Two water jug problem in C++

In this tutorial, we will learn how to solve the two water jug problem in C++.

PROBLEM STATEMENT:

You are given two unmarked jugs with capacities x and y liters. Determine the moves to obtain exactly n liters of water in any of the two jugs or both by the end.
Given that:
1. There is infinite supply of water.
2. Both the jugs are empty at the beginning.
Operations allowed:
1. Empty /fill a jug completely with water.
2. Pour water from one jug to another until one of the jugs is either empty or full.

SOLUTION:

We will first see the steps to solve the given problem.

1. If it is possible to fill n liters of water using the two jugs with x and y liters.
It is possible only if
1. n<x or n<y
2. n%gcd(x,y) is equal to zero.
2. Fill x completely.
3. Pour x in y.
4. Empty y if it is full.
5. Check if x is empty or not. If x is not empty, repeat step 3-5. If x is empty, repeat steps 2-5.
6. Stop the process when n litres of water is obtained in any of the two jugs or both.

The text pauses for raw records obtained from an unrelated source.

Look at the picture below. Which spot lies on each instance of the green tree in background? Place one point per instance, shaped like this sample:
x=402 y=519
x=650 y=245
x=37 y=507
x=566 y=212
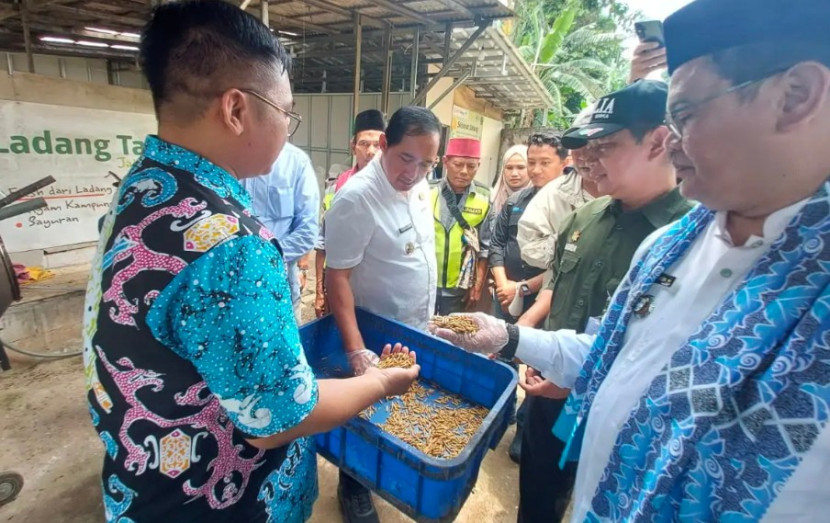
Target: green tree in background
x=575 y=46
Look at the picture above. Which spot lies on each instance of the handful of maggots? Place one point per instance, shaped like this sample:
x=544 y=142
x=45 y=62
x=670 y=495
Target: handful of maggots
x=458 y=324
x=438 y=423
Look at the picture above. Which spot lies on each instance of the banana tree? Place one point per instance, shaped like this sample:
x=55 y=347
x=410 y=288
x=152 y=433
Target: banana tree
x=547 y=48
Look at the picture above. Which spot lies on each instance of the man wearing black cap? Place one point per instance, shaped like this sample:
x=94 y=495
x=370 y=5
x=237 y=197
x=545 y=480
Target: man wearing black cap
x=624 y=142
x=704 y=396
x=365 y=145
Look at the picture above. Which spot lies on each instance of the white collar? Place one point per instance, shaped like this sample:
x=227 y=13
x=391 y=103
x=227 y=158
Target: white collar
x=774 y=225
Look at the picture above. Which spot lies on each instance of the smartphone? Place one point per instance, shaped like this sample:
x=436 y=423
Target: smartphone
x=650 y=31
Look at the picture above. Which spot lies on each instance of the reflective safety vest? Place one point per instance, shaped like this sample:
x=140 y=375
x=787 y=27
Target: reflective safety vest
x=328 y=197
x=449 y=244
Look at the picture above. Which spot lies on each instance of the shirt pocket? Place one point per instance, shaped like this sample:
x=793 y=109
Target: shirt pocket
x=565 y=274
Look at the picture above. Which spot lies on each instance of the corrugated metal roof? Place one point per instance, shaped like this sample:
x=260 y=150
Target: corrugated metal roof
x=497 y=71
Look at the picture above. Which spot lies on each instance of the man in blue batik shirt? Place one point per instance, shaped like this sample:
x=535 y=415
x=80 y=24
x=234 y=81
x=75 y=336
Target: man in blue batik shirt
x=286 y=201
x=197 y=383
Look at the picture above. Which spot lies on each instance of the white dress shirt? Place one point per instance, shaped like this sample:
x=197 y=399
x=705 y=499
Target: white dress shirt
x=387 y=238
x=710 y=270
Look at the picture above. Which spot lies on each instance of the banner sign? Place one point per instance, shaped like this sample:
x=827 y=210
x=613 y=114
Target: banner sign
x=466 y=123
x=78 y=147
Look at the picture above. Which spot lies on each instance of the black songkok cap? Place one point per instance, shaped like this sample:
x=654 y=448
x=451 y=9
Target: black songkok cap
x=369 y=120
x=705 y=27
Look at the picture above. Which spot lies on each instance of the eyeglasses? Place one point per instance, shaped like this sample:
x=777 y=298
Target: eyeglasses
x=363 y=144
x=294 y=119
x=676 y=127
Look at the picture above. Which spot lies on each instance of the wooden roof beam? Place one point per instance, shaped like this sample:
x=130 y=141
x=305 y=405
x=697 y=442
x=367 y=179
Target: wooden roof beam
x=405 y=11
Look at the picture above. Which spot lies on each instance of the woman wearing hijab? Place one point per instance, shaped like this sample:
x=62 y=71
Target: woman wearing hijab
x=514 y=176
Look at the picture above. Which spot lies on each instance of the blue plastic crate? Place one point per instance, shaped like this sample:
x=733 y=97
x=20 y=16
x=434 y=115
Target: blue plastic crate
x=425 y=488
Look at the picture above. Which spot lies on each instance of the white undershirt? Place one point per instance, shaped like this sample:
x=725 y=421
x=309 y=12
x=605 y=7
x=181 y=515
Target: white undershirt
x=710 y=270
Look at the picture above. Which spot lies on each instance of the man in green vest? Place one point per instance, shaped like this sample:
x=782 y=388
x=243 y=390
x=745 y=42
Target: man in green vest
x=461 y=208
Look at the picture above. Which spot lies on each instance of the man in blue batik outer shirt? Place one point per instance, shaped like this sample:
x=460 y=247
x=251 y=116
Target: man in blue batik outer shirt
x=196 y=380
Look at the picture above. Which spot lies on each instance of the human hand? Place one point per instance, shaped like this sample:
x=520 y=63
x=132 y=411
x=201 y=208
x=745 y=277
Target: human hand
x=472 y=298
x=320 y=305
x=360 y=360
x=490 y=338
x=535 y=385
x=506 y=292
x=648 y=57
x=396 y=381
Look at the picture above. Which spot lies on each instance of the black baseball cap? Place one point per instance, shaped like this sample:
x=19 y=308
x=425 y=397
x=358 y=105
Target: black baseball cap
x=642 y=103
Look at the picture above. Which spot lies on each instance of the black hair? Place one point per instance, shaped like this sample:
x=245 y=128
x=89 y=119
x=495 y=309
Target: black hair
x=548 y=138
x=204 y=47
x=756 y=61
x=411 y=121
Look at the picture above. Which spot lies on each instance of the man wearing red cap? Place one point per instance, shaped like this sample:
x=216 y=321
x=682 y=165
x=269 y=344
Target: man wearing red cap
x=461 y=208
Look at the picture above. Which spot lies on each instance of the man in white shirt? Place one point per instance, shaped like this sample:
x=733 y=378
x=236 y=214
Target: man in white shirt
x=380 y=250
x=704 y=395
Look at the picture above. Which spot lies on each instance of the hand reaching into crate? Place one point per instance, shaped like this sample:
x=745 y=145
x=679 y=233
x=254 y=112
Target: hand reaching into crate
x=534 y=384
x=360 y=360
x=490 y=335
x=396 y=379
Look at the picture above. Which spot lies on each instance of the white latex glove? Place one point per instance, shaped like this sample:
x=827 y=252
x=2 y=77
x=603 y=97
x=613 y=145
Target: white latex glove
x=490 y=338
x=360 y=360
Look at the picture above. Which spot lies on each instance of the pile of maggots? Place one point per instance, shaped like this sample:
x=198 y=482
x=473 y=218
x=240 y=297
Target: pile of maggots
x=440 y=430
x=459 y=324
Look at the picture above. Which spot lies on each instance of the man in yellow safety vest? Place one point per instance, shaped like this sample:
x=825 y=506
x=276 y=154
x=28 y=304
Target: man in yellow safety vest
x=461 y=211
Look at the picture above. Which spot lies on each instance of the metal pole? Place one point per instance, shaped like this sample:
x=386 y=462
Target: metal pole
x=358 y=43
x=413 y=72
x=27 y=35
x=447 y=66
x=447 y=41
x=387 y=70
x=263 y=10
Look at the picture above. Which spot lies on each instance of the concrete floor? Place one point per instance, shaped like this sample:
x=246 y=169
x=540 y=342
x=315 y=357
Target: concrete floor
x=47 y=436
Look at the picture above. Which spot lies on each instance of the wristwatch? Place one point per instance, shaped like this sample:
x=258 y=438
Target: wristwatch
x=508 y=353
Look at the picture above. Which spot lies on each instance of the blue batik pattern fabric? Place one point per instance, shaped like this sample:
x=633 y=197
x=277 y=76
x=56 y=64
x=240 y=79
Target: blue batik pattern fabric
x=724 y=425
x=230 y=314
x=191 y=349
x=289 y=493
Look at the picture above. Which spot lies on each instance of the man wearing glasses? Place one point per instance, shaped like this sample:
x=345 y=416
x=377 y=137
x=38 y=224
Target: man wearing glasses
x=512 y=276
x=380 y=251
x=197 y=383
x=704 y=396
x=461 y=208
x=624 y=154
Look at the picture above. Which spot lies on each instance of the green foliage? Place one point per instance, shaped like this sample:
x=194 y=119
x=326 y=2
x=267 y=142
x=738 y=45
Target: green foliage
x=575 y=46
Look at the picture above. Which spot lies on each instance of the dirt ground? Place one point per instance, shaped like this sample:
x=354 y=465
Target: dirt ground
x=47 y=436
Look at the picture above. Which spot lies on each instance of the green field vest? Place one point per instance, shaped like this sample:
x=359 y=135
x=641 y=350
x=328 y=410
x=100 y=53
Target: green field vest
x=449 y=244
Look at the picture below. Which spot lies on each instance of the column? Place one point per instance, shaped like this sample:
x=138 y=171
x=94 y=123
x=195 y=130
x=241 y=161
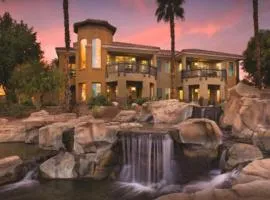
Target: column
x=204 y=93
x=146 y=89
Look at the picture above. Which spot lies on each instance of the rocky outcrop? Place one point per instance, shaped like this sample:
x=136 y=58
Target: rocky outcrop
x=12 y=133
x=9 y=169
x=252 y=184
x=170 y=111
x=242 y=153
x=204 y=132
x=248 y=112
x=125 y=116
x=61 y=166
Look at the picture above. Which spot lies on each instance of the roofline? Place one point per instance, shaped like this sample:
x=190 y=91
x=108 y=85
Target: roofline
x=95 y=22
x=131 y=48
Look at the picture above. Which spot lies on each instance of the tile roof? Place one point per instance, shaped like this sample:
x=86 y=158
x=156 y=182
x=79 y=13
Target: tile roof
x=211 y=53
x=96 y=22
x=124 y=44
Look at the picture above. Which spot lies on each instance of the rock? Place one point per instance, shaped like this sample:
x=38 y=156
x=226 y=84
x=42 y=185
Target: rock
x=12 y=133
x=98 y=165
x=89 y=134
x=114 y=103
x=248 y=112
x=3 y=121
x=40 y=113
x=61 y=166
x=242 y=153
x=8 y=169
x=170 y=111
x=199 y=131
x=50 y=136
x=125 y=116
x=262 y=140
x=31 y=137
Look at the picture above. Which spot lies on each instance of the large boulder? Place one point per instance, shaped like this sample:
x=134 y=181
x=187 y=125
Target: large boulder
x=12 y=133
x=241 y=153
x=125 y=116
x=89 y=135
x=98 y=165
x=61 y=166
x=247 y=111
x=51 y=136
x=170 y=111
x=199 y=131
x=9 y=169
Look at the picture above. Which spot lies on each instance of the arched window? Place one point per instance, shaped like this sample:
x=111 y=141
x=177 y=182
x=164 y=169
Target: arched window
x=83 y=44
x=96 y=53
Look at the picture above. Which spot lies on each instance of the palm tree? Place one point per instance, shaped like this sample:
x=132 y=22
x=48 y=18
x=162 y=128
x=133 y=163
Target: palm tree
x=257 y=44
x=168 y=11
x=67 y=45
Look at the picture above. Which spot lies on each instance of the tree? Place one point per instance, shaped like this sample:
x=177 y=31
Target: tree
x=67 y=44
x=168 y=11
x=250 y=57
x=257 y=44
x=36 y=79
x=18 y=45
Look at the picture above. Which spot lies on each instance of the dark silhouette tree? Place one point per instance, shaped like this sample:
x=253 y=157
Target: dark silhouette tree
x=169 y=11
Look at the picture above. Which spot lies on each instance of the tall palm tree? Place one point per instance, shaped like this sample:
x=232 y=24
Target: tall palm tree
x=169 y=11
x=67 y=45
x=257 y=44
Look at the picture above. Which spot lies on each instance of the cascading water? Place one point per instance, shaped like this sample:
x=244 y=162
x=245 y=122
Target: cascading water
x=147 y=158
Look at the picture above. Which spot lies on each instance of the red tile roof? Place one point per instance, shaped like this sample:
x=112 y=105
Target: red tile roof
x=96 y=22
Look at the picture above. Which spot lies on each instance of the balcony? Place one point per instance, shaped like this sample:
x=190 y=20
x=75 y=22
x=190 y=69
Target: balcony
x=125 y=68
x=207 y=73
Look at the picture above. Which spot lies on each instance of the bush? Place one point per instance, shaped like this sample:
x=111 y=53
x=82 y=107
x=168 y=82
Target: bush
x=99 y=100
x=141 y=101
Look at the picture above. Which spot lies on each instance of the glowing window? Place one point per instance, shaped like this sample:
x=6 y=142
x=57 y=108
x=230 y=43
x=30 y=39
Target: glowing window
x=180 y=67
x=82 y=88
x=96 y=53
x=2 y=92
x=181 y=95
x=167 y=93
x=83 y=44
x=96 y=89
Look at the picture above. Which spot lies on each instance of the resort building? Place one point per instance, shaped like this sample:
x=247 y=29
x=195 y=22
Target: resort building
x=123 y=71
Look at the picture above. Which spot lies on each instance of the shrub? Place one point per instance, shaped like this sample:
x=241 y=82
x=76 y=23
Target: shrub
x=99 y=100
x=141 y=101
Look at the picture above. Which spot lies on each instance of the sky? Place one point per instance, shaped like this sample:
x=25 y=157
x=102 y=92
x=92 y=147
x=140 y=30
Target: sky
x=221 y=25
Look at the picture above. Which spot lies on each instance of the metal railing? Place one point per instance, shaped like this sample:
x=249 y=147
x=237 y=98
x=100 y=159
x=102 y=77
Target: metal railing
x=120 y=67
x=204 y=73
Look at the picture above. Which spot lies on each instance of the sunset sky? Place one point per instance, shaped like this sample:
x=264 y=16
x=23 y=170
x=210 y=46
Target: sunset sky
x=222 y=25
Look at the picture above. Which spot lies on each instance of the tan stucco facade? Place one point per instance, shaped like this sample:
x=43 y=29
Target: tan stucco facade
x=144 y=68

Now, we will implement these steps using C++ code.

#include<bits/stdc++.h>
using namespace std;
int x;
int y;
void show(int a, int b);
int min(int w, int z)
{
if (w < z)
return w;
else
return z;
}
void show(int a, int b)
{
cout << setw(12) << a << setw(12) << b<<endl;
}
void s(int n)
{
int xq = 0, yq = 0;
int t;
cout << setw(15) <<"FIRST JUG"<< setw(15) <<"SECOND JUG"<<endl;
while (xq != n && yq!=n )
{
if (xq == 0)
{
xq = x;
show(xq, yq);
}
else if (yq == y)
{
yq = 0;
show(xq, yq);
}
else
{
t = min(y - yq, xq);
yq= yq + t;
xq = xq - t;
show(xq, yq);
}
}
}
int main()
{
int n;
cout << "Enter the liters of water required out of the two jugs: ";
cin >> n;
cout << "Enter the capacity of the first jug: ";
cin >> x;
cout << "Enter the capacity of the second jug: ";
cin >> y;
if(n<x || n<y)
{ if(n%(__gcd(x,y))==0)
s(n);
else
cout<<"This is not possible....\n";
}
else
cout<<"This is not possible....\n";
}

OUTPUT:

Enter the liters of water required out of the two jugs: 2

Enter the capacity of the first jug: 4

Enter the capacity of the second jug: 3

FIRST JUG          SECOND JUG
4                  0
1                  3
1                  0
0                  1
4                  1
2                  3

So, we have solved the two water jug problem in C++. I hope you enjoyed it.